Thursday, November 20, 2014

GARZA: NEW MINDSET IS NEEDED IN U.S.-MEXICO-CANADA

By Tony Garza
U.S.  Ambassador (Ret.)

For the past twelve years, my work has taken me back and forth across the United States’ and Mexico’s shared border. 
I’ve watched as the two countries took steps forward, and sometimes back, steadily tying together communities from Mexico’s southern states up through northern Canada. It is clear to me that as Americans, we live in the world’s most dynamic region. But we have yet to fully capitalize on what can be achieved by working together.
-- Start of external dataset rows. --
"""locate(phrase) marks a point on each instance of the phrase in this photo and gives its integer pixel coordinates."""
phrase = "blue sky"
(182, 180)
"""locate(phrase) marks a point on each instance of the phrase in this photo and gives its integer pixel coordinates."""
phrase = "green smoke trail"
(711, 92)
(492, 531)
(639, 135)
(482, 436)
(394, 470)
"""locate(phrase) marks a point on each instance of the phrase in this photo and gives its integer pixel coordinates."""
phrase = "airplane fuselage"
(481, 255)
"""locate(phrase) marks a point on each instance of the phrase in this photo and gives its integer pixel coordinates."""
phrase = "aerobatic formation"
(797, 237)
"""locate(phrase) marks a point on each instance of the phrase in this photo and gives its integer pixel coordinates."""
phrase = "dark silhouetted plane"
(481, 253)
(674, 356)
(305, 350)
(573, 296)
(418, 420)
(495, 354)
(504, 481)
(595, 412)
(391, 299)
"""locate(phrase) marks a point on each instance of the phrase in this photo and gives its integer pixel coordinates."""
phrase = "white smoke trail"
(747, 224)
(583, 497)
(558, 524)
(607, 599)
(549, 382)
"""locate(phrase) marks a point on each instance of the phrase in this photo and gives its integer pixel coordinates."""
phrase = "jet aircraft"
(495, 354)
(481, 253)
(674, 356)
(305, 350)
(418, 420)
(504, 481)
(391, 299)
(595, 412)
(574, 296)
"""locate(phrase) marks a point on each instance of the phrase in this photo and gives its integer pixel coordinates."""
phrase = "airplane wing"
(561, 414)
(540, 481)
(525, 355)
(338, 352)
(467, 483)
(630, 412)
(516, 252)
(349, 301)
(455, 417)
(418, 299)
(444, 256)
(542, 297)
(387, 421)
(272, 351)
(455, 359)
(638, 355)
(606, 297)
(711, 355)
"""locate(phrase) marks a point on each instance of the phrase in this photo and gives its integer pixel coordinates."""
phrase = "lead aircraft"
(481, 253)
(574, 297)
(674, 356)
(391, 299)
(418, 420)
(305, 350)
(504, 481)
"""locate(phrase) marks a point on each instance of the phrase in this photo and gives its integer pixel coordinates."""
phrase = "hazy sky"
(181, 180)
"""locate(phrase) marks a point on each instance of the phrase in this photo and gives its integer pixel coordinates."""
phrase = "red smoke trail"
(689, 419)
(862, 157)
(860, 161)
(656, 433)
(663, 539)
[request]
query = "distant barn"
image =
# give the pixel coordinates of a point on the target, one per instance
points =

Our three countries’ deep ties go back decades, but recent changes present an opportunity to create even stronger cooperation. 
Mexico’s wide-ranging and ambitious reforms (especially in its energy and telecommunications industries) are allowing for deeper regional integration than anything possible for over half a century. And new technologies and innovations in our energy sectors are unleashing production across the continent, making us—the United States and North America—increasingly energy secure.

The Council on Foreign Relations (CFR) recently released a new Task Force report on North America, chaired by General David Petraeus and Ambassador Robert Zoellick. The report succinctly captures North America’s promise as a global powerhouse, highlighting its almost 500 million people, quarter of the world’s GDP, three stable democracies, and innovative private sectors. Its urges U.S. policymakers to build on this continental base when they create policies both at home and abroad.

Embracing this type of North American approach will mean working together across a range of issues. Economically, it will require tackling the remaining trade barriers, such as regulatory divergences, complicated customs paperwork, and infrastructure bottlenecks. While in the three energy sectors, it will mean devising a North American strategy that lays the framework for smoother infrastructure integration and shared environmental and safety standards.

This approach also requires the freer movement of people and a flexible North American workforce. To achieve this, the Task Force supports comprehensive immigration reform in the United States and suggests pathways for both high- and low-skilled workers. At the same time, it supports deeper regional security cooperation. For common objectives—such as strengthening Mexico’s rule of law and identifying threats—working together, the report argues, will be the most effective path forward.

My home state of Texas is front and center in a lot of this, as a border state, a regional business hub, an energy player, and home to millions of Mexicans (and more than a few Canadians). But North America’s ties extend beyond the borders, and successes and failures will be felt far into the three countries’ heartlands.

This is all not to say that strengthening regional ties will be easy. Histories of mistrust, pursuits of narrow interests, and ups and downs in public and political opinions have all complicated deeper cooperation. And North America has also suffered from its own success. The region’s relative peace and stability (Mexico’s insecurity being the exception), has often relegated it to the political backburner, as global flare-ups capture policymakers’ immediate attention.

We are no doubt three very independent countries with distinct historical narratives, political systems, and societies. Yet as all three countries position themselves globally, especially vis-à-vis China and other emerging powers, our shared continental base is one of our best competitive advantages. North America should serve as the United States’ launching point into the coming decades. It is through working together that we will achieve more than any of our three countries could accomplish alone.

Now is the time to build on the Task Force’s approach to North America—which I would characterize as a critical and necessary change in our mindset. It’s time we embraced a more forward-looking vision in the region, and then moved it to the top of all our leaders’ agendas.

1 comment:

Anonymous said...

Mexico is located in North America; thus Mexicans are Americans. We have been "working together" since the notorious PRI assumed political power . A month ago, I bought a small refrig. Crossing the bridge I paid the usual tax of $40 . Then behold , less than a block away I Paid l"La Cuota" of $50 or my refrig would be confiscated. That's "working together."